The XBRL and PDF-converted CSVs are merged on (company_number, financial_year). XBRL is preferred where both sources cover the same record. A source_dataset column records each row’s provenance.


A2. Source Data

Companies House — XBRL Accounts

The official monthly bulk download of accounts in XBRL format is available at download.companieshouse.gov.uk/en_monthlyaccountsdata.html. Historic archives are at historicmonthlyaccountsdata.html.

Companies House — PDF Accounts

For filings outside the XBRL stream (older accounts, CIC abridged filings, etc.), original PDFs are obtained via the Companies House document API and stored locally for extraction.

Companies House — CIC34 Forms

Community Interest Reports are filed as part of the same PDF accounts package for CICs and are extracted alongside the financial line items.

Spine

The project Spine (data/input/spine/TSCS_spine.spine.csv) is the deduplicated register of UK third-sector and civil-society organisations. It is the inclusion list for the dataset and the source of uid, is_cic, and source_register.


A3. Deduplication & Validation

Within-Source Deduplication

For each (company_number, fy) pair, the pipeline prefers current-year filings over prior-year companion rows. Same-source duplicate rows (e.g. balance-sheet vs P&L sections of the same filing) are coalesced by taking the first non-null value per column.

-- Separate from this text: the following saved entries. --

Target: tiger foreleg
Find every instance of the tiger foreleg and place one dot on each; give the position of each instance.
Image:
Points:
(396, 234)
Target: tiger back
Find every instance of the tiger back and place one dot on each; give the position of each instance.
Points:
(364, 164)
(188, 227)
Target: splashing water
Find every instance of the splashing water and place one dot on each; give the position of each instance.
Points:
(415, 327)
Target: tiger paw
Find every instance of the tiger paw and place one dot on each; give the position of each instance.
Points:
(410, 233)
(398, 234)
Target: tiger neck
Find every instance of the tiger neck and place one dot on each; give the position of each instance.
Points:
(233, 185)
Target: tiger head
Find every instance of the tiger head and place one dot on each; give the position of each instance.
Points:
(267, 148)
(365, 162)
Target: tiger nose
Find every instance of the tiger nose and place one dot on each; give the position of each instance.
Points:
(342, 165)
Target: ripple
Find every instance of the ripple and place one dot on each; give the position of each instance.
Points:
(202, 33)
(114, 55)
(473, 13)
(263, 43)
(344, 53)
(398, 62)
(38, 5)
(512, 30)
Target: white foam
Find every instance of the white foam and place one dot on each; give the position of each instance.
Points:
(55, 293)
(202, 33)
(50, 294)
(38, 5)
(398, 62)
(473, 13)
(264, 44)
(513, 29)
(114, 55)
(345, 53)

Cross-Source Deduplication

Where both XBRL and PDF sources cover the same (company_number, fy), the XBRL row is preferred. The PDF row is dropped and not retained as a duplicate.

Date Validation

fy is normalised to integer-string. Where fy is blank but balance_sheet_date is populated, fy is derived (with a one-year offset for prior-year companion rows). Missing fye is imputed from the company’s most common financial-year-end month-day.

Sign Normalisation

XBRL stores expenses and liabilities as positive magnitudes; PDF extractions sometimes preserve negative accounting signs. The pipeline applies abs() to nine sign-aware columns (creditors_*, cost_sales, administrative_expenses, etc.) so both sources use the same convention.

Spine Filtering

Only company numbers present in the Spine are retained. A left-join on uid populates is_cic and the derived csotype.


A4. Reproducibility

Code

The end-to-end pipeline lives in code/companies-house/:

  • pdf_accounts_extraction/openai-api/ — PDF-to-JSON extraction (rendering, batch submission, batch processing).
  • pdf_accounts_extraction/xbrl_format_conversion/ — JSON-to-XBRL column schema conversion, label mapping, dataset merge, and public-zip publishing.
  • reporting/guidance/ — this guidance document generator.

Dependencies

Managed via the uv package manager. Run python code/companies-house/pdf_accounts_extraction/xbrl_format_conversion/dependencies.py to install conversion-pipeline dependencies; analogous scripts cover the other modules.

Running the Pipeline

cd code/companies-house/pdf_accounts_extraction/xbrl_format_conversion
python run_pipeline.py stage3      # convert PDF JSON -> XBRL columns
python run_pipeline.py merge       # merge XBRL + PDF
python run_pipeline.py publish-tcss   # bundle + publish

Source Code

The release repository is at github.com/uk-third-sector-database/tso-database-builder.